4. “The decision tree
consistency measure is less rigorous than in QCA” I am not sure that this matters in the case of the comparison
at hand but it may matter when other comparisons are made. I say this because on
the measures given on slide 13 the QCA model actually seems to perform better
than the Decision Tree model. BUT again, a possibly confounding factor is the
use of crisp versus fuzzy values behind the two measures. There is nevertheless
a positive message here though, which is to look carefully into how the
consistency measures are calculated for any two models being compared. On a wider
note, there is an extensive array of performance measures for Decision Tree
(aka classification) models that can be summarised in a structure known as a
Confusion Matrix. Here is a good summary of these: http://www.saedsayad.com/model_evaluation_c.htm
Moving on, I am pleased that Michaela and Wolfgang have
taken this extra step: “Intrigued by the
idea of 'triangulating' QCA results with decision tree analysis, we have
converted our QCA dataset into a binary format (as Rick did, see point 1 above)

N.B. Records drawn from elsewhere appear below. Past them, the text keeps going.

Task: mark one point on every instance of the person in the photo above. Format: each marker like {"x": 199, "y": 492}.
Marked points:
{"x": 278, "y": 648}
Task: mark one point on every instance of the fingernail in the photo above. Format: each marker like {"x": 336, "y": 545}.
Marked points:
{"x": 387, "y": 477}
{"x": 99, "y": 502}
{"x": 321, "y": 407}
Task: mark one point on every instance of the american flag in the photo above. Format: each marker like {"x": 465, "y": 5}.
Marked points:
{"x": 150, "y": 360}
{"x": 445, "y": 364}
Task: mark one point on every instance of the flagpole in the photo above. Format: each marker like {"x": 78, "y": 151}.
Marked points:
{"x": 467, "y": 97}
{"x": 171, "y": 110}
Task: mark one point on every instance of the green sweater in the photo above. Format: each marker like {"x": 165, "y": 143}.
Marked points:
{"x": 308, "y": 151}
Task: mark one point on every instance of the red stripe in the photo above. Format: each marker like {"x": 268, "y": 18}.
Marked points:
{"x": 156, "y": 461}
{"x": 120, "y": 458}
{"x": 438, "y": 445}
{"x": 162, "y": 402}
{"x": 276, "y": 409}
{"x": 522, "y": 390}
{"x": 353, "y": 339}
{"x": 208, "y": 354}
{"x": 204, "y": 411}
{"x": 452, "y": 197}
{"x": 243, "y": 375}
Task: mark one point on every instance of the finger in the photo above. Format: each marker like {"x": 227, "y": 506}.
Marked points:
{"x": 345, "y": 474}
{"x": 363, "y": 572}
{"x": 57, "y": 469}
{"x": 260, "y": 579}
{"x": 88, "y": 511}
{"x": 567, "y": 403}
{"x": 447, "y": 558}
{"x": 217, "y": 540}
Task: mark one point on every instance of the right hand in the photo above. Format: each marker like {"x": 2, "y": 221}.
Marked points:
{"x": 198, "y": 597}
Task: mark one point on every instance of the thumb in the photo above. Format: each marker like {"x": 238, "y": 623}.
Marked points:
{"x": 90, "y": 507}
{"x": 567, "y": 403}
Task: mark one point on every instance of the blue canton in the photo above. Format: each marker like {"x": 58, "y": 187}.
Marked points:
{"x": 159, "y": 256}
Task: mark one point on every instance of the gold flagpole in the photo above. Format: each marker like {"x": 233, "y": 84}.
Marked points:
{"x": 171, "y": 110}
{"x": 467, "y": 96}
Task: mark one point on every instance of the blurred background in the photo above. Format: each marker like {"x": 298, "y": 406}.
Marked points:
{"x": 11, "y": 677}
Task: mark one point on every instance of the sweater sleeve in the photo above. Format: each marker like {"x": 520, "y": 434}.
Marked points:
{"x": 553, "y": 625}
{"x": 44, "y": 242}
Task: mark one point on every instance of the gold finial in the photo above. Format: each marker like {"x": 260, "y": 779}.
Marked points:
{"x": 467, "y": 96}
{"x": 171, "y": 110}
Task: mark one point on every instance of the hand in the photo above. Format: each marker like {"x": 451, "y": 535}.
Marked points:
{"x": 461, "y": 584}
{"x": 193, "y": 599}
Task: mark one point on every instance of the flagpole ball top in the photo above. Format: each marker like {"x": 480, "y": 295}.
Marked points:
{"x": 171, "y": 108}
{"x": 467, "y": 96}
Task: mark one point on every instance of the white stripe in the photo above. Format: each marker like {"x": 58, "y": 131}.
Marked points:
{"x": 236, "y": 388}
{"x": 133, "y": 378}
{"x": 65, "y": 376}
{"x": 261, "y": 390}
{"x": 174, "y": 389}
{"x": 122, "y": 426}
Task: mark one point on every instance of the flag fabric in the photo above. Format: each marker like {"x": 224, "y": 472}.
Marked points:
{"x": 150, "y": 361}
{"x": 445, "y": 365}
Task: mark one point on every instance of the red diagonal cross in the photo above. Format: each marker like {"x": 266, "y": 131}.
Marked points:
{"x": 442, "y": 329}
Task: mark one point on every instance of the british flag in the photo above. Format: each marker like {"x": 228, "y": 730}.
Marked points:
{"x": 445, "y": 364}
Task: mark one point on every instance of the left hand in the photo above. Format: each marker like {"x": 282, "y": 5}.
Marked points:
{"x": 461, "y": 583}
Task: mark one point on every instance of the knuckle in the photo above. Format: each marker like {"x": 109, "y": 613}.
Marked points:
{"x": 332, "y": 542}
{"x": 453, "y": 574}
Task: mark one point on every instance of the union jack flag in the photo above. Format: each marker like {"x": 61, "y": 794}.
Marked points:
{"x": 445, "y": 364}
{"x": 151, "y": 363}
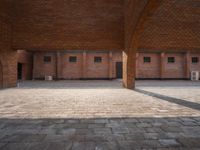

and conducted a csQCA with that data”. Their results show that the QCA
model does better in three of four comparisons (twice on consistency levels and
once on number of configurations). However, we differ in how to measure the
performance of the Decision Tree model. Their count of configurations seem to
involve double counting (4+4 for both types of outcome), whereas I count 3 and
2, reflecting a total of the 5 that exist in the tree. On this basis I see the Decision
Tree model doing better on parsimony for both types of outcome but the QCA
model doing better on consistency for both types of outcomes.
What would be really interesting to explore, now that we have two more comparable models,
is how much overlap there was in the contents of the configurations found by the
two analyses, and the actual contents of those configurations i.e. the specific
conditions involved. That is what will probably be of most interest to the
donor (DFID) who funded the EVAW work. The findings could have operational consequences.
In addition to exploring the concrete differences between models
based on the same data I think one other area that will be interesting to explore
is how often the best levels of parsimony and accuracy can be found in one
model versus one being available at the cost of the other in any given model. I
suspect QCA may privilege consistency whereas Decision Tree algorithms might not
do so. But this may simply reflect variations in analysis settings given for a particular
analysis. This question has some wider relevance, since some parties might want
to prioritise accuracy whereas others might want to prioritise parsimony. For
example, a stock market investor could do well with a model that has 55%
accuracy, whereas a surgeon might need 98%. Others might want to optimise both.
And a final word of thanks is appropriate, to Michaela and
Wolfgang for making their data set publicly available for others to analyse.
This is all too rare an event, but hopefully one that will become more common
in the future, encouraged by donors and modeled by examples such as theirs.